References are aliases for an object in memory. They can be used to access the methods of the object indirectly. Unlike pointers, they cannot be null.

void example() {
        int value = 10;
        int& reference = value;
        reference = 20;
        assert value == 20;
}

Note

Loci’s references are almost identical to C++; the notable exception being that references can be stored in a container.

Indirect Method Call

References allow method calls to the referenced object via the normal ‘dot’ syntax:

void callMethod(Object& value) {
        value.method();
}

Assignment

References provide support for assignment:

void f(int& value) {
        value = 100;
}

As a template argument

References can be passed as template arguments, notably allowing storing them in containers.

template <typename T>
T copyValue(const T& value) require(copyable<T>) {
        return value.copy();
}

int& copyReference(int& value) {
        return copyValue<int&>(value);
}

This works because the ‘special effects’ of method indirection only occur when the compiler can see that the type is a reference. Hence templated code sees the reference type as if it is a normal value type.

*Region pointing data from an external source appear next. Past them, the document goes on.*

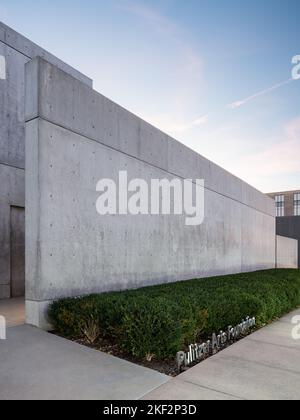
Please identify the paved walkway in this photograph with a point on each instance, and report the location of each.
(37, 365)
(265, 365)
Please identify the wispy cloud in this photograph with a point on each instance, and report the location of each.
(279, 158)
(182, 72)
(238, 104)
(149, 14)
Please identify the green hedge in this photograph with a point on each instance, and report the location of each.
(161, 320)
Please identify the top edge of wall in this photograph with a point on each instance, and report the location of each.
(100, 119)
(23, 45)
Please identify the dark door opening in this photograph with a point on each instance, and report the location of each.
(17, 251)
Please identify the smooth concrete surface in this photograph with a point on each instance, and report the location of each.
(13, 311)
(286, 252)
(289, 227)
(40, 366)
(16, 50)
(74, 138)
(263, 366)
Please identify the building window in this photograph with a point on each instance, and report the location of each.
(279, 200)
(297, 204)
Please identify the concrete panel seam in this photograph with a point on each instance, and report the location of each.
(12, 166)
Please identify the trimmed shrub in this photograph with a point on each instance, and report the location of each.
(156, 322)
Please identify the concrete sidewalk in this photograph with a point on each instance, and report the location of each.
(263, 366)
(37, 365)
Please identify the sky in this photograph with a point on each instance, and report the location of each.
(214, 74)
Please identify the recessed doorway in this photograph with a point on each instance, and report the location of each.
(17, 252)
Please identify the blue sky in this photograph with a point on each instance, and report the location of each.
(215, 74)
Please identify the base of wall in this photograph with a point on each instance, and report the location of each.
(37, 314)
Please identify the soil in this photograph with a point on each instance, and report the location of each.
(167, 367)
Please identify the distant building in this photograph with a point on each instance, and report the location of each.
(287, 203)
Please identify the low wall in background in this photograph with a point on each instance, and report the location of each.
(286, 252)
(74, 137)
(289, 227)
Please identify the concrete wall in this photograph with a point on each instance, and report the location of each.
(74, 137)
(290, 228)
(286, 252)
(17, 51)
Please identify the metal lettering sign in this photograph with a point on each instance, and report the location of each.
(199, 352)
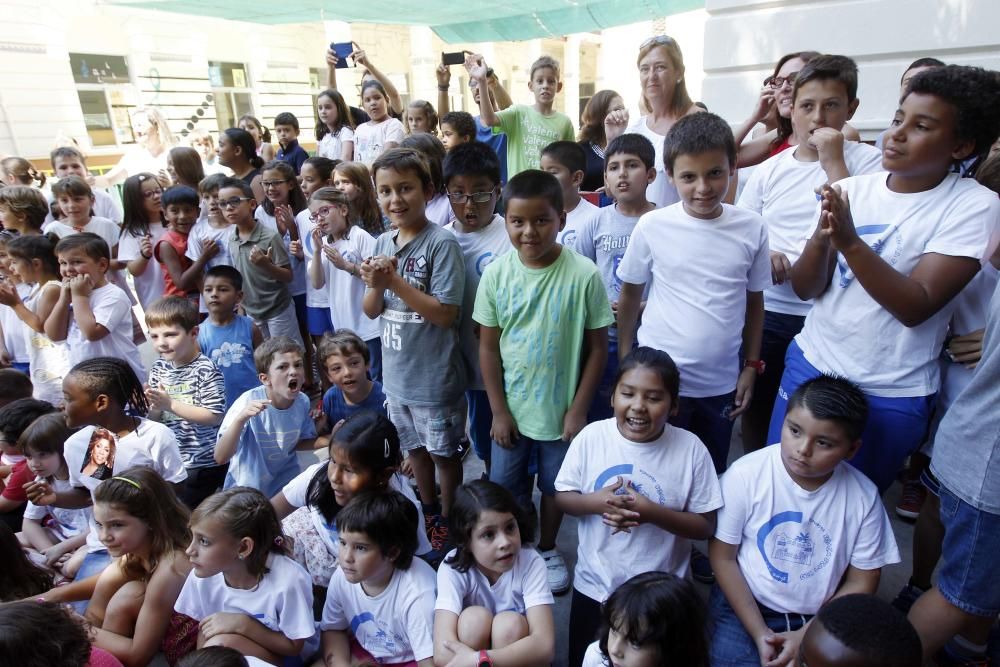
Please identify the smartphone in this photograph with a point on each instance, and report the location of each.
(342, 49)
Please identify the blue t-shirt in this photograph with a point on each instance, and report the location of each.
(336, 407)
(265, 455)
(231, 349)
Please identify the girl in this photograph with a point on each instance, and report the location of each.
(363, 455)
(355, 181)
(421, 117)
(185, 167)
(335, 129)
(340, 249)
(244, 590)
(661, 493)
(33, 259)
(493, 595)
(142, 229)
(380, 133)
(237, 152)
(261, 136)
(653, 619)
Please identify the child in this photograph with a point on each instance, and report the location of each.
(696, 296)
(415, 283)
(859, 631)
(642, 489)
(243, 588)
(225, 337)
(379, 607)
(187, 393)
(363, 456)
(528, 129)
(58, 537)
(181, 276)
(782, 190)
(457, 128)
(260, 257)
(933, 246)
(93, 316)
(799, 527)
(286, 128)
(263, 427)
(472, 181)
(335, 129)
(33, 259)
(382, 132)
(654, 618)
(542, 358)
(493, 598)
(339, 251)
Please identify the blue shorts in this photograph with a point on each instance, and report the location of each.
(966, 577)
(896, 426)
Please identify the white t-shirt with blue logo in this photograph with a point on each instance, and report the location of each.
(795, 545)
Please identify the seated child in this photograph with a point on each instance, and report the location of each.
(186, 392)
(266, 425)
(799, 527)
(379, 608)
(248, 595)
(493, 594)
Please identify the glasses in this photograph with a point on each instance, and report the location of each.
(234, 202)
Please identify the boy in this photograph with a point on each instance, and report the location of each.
(259, 255)
(93, 316)
(543, 344)
(629, 167)
(264, 426)
(286, 129)
(799, 526)
(380, 604)
(783, 191)
(700, 302)
(528, 129)
(416, 282)
(566, 161)
(186, 392)
(472, 180)
(225, 337)
(457, 127)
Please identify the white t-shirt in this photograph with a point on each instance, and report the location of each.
(395, 626)
(849, 333)
(479, 248)
(148, 284)
(151, 445)
(674, 471)
(795, 545)
(782, 189)
(701, 271)
(526, 585)
(296, 492)
(113, 311)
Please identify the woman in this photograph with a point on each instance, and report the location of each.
(665, 100)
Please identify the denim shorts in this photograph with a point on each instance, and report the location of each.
(966, 577)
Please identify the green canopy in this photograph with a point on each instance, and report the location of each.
(466, 21)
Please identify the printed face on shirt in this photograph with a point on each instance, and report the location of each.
(494, 543)
(702, 180)
(811, 448)
(533, 225)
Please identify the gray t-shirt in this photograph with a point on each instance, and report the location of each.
(422, 363)
(967, 445)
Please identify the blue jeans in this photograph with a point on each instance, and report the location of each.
(896, 426)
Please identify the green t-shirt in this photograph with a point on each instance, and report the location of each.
(543, 314)
(528, 132)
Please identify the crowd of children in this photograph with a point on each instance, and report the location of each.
(398, 300)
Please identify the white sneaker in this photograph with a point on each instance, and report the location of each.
(558, 574)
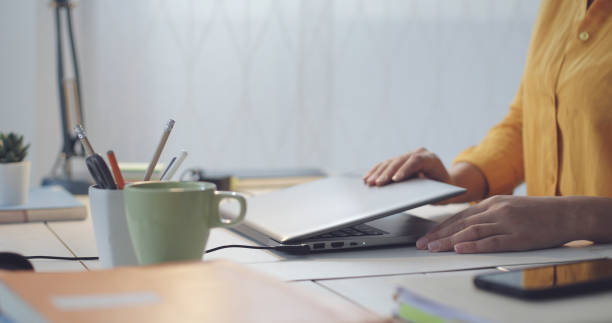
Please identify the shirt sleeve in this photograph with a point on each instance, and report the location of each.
(500, 154)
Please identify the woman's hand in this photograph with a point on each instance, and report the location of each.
(507, 223)
(422, 162)
(405, 166)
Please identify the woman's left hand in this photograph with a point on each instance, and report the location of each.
(504, 223)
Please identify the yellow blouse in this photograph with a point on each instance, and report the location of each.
(558, 134)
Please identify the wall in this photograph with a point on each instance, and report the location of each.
(259, 84)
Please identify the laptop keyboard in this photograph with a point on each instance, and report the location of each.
(354, 231)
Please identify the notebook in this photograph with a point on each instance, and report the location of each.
(217, 291)
(51, 203)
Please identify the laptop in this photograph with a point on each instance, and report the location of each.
(340, 213)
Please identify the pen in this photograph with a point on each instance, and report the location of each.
(116, 171)
(176, 165)
(159, 149)
(167, 169)
(95, 163)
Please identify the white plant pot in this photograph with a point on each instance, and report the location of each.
(14, 180)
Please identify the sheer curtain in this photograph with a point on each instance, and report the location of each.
(286, 83)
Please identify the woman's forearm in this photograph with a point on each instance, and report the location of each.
(590, 216)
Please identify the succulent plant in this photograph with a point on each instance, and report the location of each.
(12, 149)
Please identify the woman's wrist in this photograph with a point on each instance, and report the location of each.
(471, 178)
(587, 218)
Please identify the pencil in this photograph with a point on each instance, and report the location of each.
(159, 149)
(176, 165)
(116, 171)
(167, 169)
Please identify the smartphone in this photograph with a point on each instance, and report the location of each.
(551, 281)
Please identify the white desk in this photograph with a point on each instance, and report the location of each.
(361, 277)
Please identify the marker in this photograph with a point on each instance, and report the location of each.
(95, 163)
(115, 168)
(160, 148)
(176, 165)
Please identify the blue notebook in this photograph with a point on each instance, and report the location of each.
(45, 204)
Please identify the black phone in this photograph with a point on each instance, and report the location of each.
(551, 281)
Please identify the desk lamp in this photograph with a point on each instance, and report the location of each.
(67, 86)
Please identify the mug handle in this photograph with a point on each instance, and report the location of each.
(221, 222)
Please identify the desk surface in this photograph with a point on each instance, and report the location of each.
(367, 277)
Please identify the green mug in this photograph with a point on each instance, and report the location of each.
(170, 221)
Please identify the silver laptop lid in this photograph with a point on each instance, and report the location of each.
(309, 209)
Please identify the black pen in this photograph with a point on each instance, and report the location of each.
(95, 163)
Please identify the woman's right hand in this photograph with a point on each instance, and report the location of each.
(420, 161)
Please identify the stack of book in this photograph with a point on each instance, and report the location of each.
(411, 307)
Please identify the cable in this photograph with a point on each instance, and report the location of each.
(237, 246)
(62, 258)
(301, 249)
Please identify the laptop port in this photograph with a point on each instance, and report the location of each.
(318, 246)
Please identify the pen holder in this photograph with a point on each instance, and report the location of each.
(110, 226)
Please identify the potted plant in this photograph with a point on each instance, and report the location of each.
(14, 171)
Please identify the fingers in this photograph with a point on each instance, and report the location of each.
(406, 166)
(371, 181)
(453, 225)
(390, 171)
(491, 244)
(471, 233)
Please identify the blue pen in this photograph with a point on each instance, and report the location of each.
(95, 163)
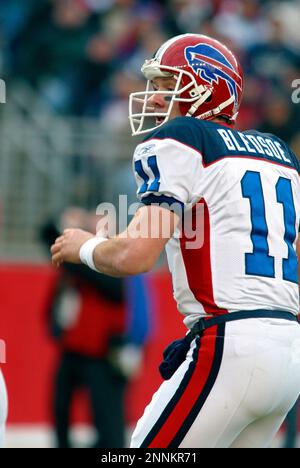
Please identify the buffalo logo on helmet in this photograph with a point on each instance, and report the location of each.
(211, 65)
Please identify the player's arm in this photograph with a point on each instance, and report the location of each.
(132, 252)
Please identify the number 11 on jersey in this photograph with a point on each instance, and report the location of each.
(260, 263)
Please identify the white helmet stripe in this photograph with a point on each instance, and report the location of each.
(166, 45)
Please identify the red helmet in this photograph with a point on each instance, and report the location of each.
(209, 80)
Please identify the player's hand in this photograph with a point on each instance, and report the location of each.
(67, 246)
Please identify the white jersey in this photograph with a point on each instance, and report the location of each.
(244, 189)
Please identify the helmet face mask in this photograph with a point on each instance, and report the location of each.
(208, 82)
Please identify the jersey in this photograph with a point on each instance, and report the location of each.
(248, 188)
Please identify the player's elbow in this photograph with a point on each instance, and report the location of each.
(134, 262)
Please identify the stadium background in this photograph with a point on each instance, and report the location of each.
(69, 66)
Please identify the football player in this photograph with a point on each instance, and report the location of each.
(233, 378)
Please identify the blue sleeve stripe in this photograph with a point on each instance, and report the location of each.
(160, 199)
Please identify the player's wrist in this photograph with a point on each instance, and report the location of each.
(87, 249)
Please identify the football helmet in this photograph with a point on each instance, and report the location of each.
(209, 82)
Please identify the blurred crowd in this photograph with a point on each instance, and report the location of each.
(84, 56)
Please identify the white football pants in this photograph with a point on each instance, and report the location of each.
(3, 409)
(233, 390)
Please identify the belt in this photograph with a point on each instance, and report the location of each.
(205, 323)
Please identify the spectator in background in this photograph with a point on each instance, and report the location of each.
(100, 347)
(50, 50)
(279, 116)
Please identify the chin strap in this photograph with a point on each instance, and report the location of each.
(217, 110)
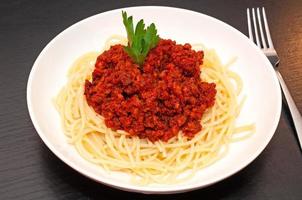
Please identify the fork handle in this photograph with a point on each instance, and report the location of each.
(296, 116)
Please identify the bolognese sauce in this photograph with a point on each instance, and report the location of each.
(156, 100)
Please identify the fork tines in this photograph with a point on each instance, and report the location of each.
(263, 41)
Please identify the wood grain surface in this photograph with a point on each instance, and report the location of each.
(29, 170)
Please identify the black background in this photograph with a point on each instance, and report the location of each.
(28, 170)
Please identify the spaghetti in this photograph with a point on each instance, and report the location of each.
(147, 162)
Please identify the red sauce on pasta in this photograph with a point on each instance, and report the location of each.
(155, 101)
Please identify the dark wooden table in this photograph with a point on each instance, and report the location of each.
(29, 170)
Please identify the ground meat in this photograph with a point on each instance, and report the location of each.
(153, 101)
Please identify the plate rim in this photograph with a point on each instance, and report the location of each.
(134, 188)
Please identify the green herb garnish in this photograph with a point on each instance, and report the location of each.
(140, 41)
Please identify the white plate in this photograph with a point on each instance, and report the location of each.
(263, 105)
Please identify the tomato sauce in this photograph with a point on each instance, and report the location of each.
(156, 100)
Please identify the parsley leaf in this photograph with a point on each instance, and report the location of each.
(140, 40)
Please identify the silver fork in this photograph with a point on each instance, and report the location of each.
(271, 54)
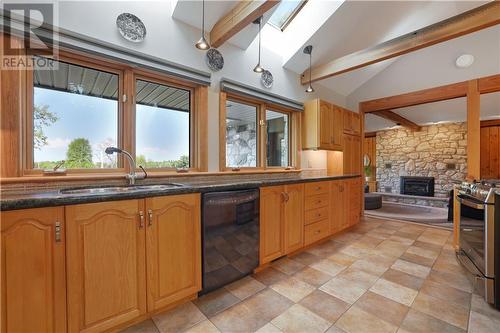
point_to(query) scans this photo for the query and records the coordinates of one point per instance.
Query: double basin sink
(118, 189)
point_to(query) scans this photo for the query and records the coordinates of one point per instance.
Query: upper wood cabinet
(322, 125)
(352, 154)
(106, 264)
(173, 248)
(33, 270)
(352, 122)
(281, 220)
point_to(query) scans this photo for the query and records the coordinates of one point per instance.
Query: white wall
(434, 66)
(174, 41)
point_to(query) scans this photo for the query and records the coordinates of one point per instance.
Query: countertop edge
(55, 199)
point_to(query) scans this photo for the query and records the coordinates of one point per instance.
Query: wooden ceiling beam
(243, 14)
(476, 19)
(430, 95)
(399, 120)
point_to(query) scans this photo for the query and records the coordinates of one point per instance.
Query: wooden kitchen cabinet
(33, 270)
(352, 154)
(173, 248)
(352, 122)
(106, 255)
(322, 125)
(294, 217)
(281, 220)
(339, 206)
(354, 198)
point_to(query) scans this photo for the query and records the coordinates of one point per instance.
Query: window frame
(28, 152)
(144, 76)
(262, 106)
(126, 130)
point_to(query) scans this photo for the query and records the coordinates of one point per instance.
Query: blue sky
(161, 134)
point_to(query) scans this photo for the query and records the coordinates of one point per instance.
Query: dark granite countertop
(56, 198)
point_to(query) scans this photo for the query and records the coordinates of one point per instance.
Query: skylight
(285, 13)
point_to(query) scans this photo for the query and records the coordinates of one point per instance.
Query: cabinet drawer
(317, 188)
(314, 215)
(316, 231)
(316, 201)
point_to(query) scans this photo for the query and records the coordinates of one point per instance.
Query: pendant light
(308, 50)
(202, 44)
(258, 68)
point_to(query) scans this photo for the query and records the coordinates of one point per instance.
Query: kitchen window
(78, 108)
(75, 116)
(162, 114)
(256, 135)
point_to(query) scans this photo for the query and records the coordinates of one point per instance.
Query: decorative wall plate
(214, 60)
(131, 27)
(266, 78)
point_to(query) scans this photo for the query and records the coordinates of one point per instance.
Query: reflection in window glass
(162, 125)
(277, 139)
(241, 135)
(75, 117)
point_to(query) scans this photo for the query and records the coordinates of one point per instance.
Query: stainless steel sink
(119, 189)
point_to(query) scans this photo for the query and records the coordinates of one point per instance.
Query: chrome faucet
(132, 176)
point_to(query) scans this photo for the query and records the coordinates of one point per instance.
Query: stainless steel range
(479, 235)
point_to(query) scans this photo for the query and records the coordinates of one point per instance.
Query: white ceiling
(453, 110)
(357, 25)
(190, 12)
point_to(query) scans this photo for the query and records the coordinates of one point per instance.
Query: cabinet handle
(150, 217)
(141, 220)
(57, 232)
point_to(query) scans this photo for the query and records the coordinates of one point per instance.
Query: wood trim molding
(222, 131)
(399, 120)
(476, 19)
(473, 130)
(243, 14)
(490, 123)
(489, 84)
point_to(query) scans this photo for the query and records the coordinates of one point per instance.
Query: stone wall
(438, 151)
(241, 144)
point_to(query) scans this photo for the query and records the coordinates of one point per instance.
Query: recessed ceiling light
(464, 61)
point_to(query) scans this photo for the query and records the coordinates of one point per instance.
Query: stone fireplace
(421, 186)
(437, 151)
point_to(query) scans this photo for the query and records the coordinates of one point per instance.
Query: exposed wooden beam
(243, 14)
(489, 84)
(399, 120)
(476, 19)
(430, 95)
(490, 123)
(473, 131)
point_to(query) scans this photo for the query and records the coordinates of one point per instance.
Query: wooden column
(473, 131)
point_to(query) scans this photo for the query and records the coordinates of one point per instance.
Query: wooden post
(473, 131)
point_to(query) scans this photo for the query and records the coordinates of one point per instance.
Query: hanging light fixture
(202, 44)
(258, 68)
(308, 50)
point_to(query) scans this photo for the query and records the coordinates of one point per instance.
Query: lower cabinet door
(33, 270)
(294, 217)
(272, 243)
(173, 249)
(105, 264)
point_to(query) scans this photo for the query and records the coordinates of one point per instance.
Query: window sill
(114, 176)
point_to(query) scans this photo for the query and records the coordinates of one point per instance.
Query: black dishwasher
(230, 235)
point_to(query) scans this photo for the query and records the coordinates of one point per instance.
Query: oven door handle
(469, 203)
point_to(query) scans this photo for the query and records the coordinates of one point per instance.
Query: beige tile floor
(381, 276)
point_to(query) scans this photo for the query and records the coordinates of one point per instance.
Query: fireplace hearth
(422, 186)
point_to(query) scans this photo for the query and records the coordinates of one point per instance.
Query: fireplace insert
(422, 186)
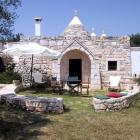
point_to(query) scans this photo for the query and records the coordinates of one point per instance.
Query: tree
(7, 18)
(135, 40)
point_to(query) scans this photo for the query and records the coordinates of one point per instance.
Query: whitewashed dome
(75, 28)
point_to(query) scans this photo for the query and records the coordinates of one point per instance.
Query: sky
(115, 17)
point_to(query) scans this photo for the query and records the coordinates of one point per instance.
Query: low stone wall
(114, 104)
(30, 103)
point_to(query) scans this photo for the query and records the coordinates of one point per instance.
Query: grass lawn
(80, 122)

A consequence of this property is that a trivial template code substition would not work correctly:

int& copyReference(int& value) {
        // This will try to copy the int, but the original code copied the reference.
        return value.copy();
}

References-to-references

It is possible to create a reference that refers to another reference, up to any number of levels, with additional ampersands in the type. Any indirect method calls to T&, T&&, etc. will always call methods of T:

void a(Object arg) {
        arg.method(); // Calls Object::method().
}

void b(Object& arg) {
        arg.method(); // Calls Object::method().
}

void c(Object&& arg) {
        arg.method(); // Calls Object::method().
}

void d(Object&&& arg) {
        arg.method(); // Calls Object::method().
}

Manipulating a reference

Note

Not currently implemented.

There are cases where it would be desired to call methods of T& rather than T:

class RefClass(T& reference) {
        RefClass __move() noexcept {
                // This will attempt to call ``__move()`` on ``T``, but we just want
                // to move the reference.
                return @(@reference.__move());
        }
}

The syntax .& can be used to call methods of the reference:

class RefClass(T& reference) {
        RefClass __move() noexcept {
                // This will now call ``__move()`` on ``T&``.
                return @(@reference.&__move());
        }
}

Furthermore .&& can be used for calling methods of T&&, .&&& for T&&&, etc.

Conversion to pointers

References can be converted into pointers using the address-of (&) operator. For T&, T&&, T&&&, etc. the address-of operator will always get the address of the T object. It is therefore effectively called via r.&address():

  • T v means expression &v will call address() on T&.
  • T& v means expression &v will call address() on T&.
  • T&& v means expression &v will call address() on T&.

Users can use r.address(), r.&&address(), etc. if they intended a different meaning, however in almost all cases the desire will be to turn the reference into a pointer (as is common in C++).